浪費癖、生活費
配偶者を経済的に困窮させることは離婚原因になりうる
まず、働く意思はあるし就職活動をしているのに就職先が見つからないという場合にはさすがに離婚原因にはならないと考えられるので注意してください。
ただの不運は、婚姻を継続し難い重大な事由にはならないでしょう。
ここでは、以下のようなパターンを想定しています。
- ・浪費癖があり、十分な収入があるにも関わらず家にろくに生活費を入れない
- ・頻繁に転職をし、収入が安定しないことを理由に家に生活費を入れない
- ・多額の借金の返済に追われており家に生活費を入れない
とくにどちらかが専業主婦(夫)になっている家庭を想定していますが、結局のところは、収入がある方が家に生活費を入れず、配偶者を経済的に困窮させることが離婚原因になり得るのです。
逆に以下のような場合には浪費癖等があってもそれだけでは離婚原因にはならないと考えられます。

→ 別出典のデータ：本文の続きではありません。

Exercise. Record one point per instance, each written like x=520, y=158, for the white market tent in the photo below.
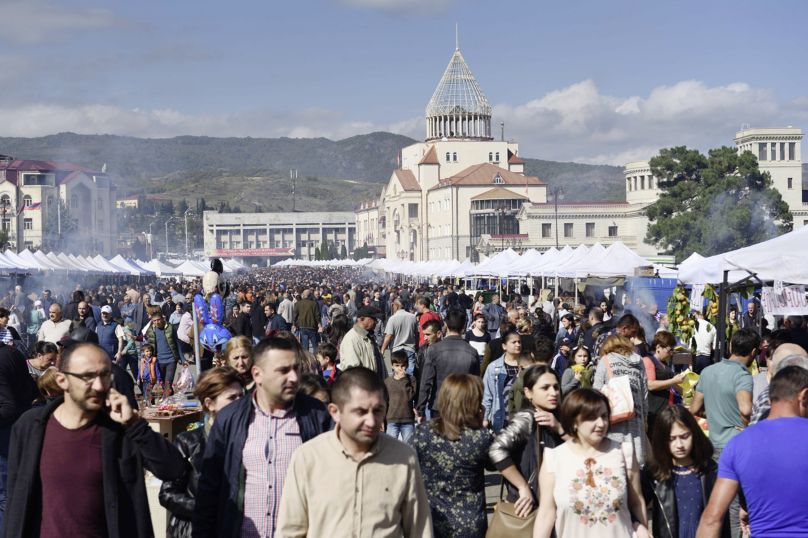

- 月の収入が税引き後200万円あり、うち100万円は浪費するものの残り100万円は配偶者にわたしている
- 頻繁に転職をしてはいるもののこれまでの蓄えを使って、生活費として十分な額を家に入れている
- 借金が総額で3000万円ある(たとえば住宅ローンなど)がとくに返済には窮しておらず、家にもちゃんと生活費を入れている
夫もしくは妻に借金がある=離婚原因というわけではありません。
借金をする場合にはちゃんと配偶者に相談すべき
借金をする場合には、その前にまずは配偶者とよく相談すべきです。
借金は返さなければいけません。
つまりは毎月の収入から一定の金額が借金返済に消えてしまいます。
借金返済をした上で家族を養っていけるだけの収入が残るのか、きちんと相談すべきです。
自分の収入だからと言って好き勝手に使って良いというものではありません。
夫婦には協力・扶助義務(民法752条)があります。借金等で家計を困窮させることは悪意の遺棄に該当することすらあり得ます。
借金問題を解決する方法は離婚だけではない
夫婦の一方に借金があることが発覚した場合には絶望的な気分になるでしょう。
怒りや、時には憎しみを覚えることすらあるかもしれません。
そのような場合には離婚をするという方法ももちろんあります。
夫婦といえど、それぞれ一人の人間です。夫の借金は妻の借金になりません、逆に妻の借金も夫の借金にはなりません(保証人になってしまっているような場合には別ですが)。
離婚してしまえば少なくとも自分は借金問題から解放されるでしょう。
ただ、借金問題については、離婚が唯一の解決方法ではありません。
まずは債務整理を検討してはいかがでしょうか。
債務整理には大きく分けて3種類の方法があります。(1)任意整理、(2)破産、(3)個人再生です。
(1)任意整理
弁護士が貸金業者と債務者との間に入って、返済方法や返済金額について協議する方法です。
たいていの貸金業者相手には、将来利息(つまり今から支払う利息)をカットして元金だけ返していくという方法でまとまりますし、概ね36回~60回の分割払いで合意が成立するので月々の返済額も減額できることが多いでしょう。
(2)破産
借金をすべてなくしてしまう強力な債務整理の手法です。
ただし、原則として自分がいま持ってる財産はすべて失います。
さすがに自分の財産は維持したまま借金だけはなくしてくれる、なんて都合の良い制度ではありません。
(3)個人再生
借金を裁判所の力を使って強制的に減額し、3年~5年で返済するという方法です。
住宅ローン付きの建物を所有しており、破産で家を失うのは困る、といった場合にこの手法を選択するケースが多いです。
このように借金問題については解決の途が残されているのでまずは弁護士にご相談ください。
アウル東京法律事務所では、借金問題の無料相談もお受けしております。
手段を尽くしても経済的困窮が解消できない場合には離婚を
結婚生活にはお金が必要です。
人が生きていくにはお金が必要となるので当然でしょう。
夫婦のうちの一方が、奴隷のように他方に尽くさなければならない理由はありません。
浪費癖があって家計を困窮させているのに浪費をやめない、家計が困窮しているにも関わらず一向に働く意思すら見せない、多額の借金があり借金返済に追われて家計を困窮させさらに債務整理で借金を解消しようともしない、という場合にはさすがに離婚を考えるべきでしょう。
まずは話し合いをすべきですが話し合いをしても解決しない問題があるのであれば離婚せざるを得ないでしょう。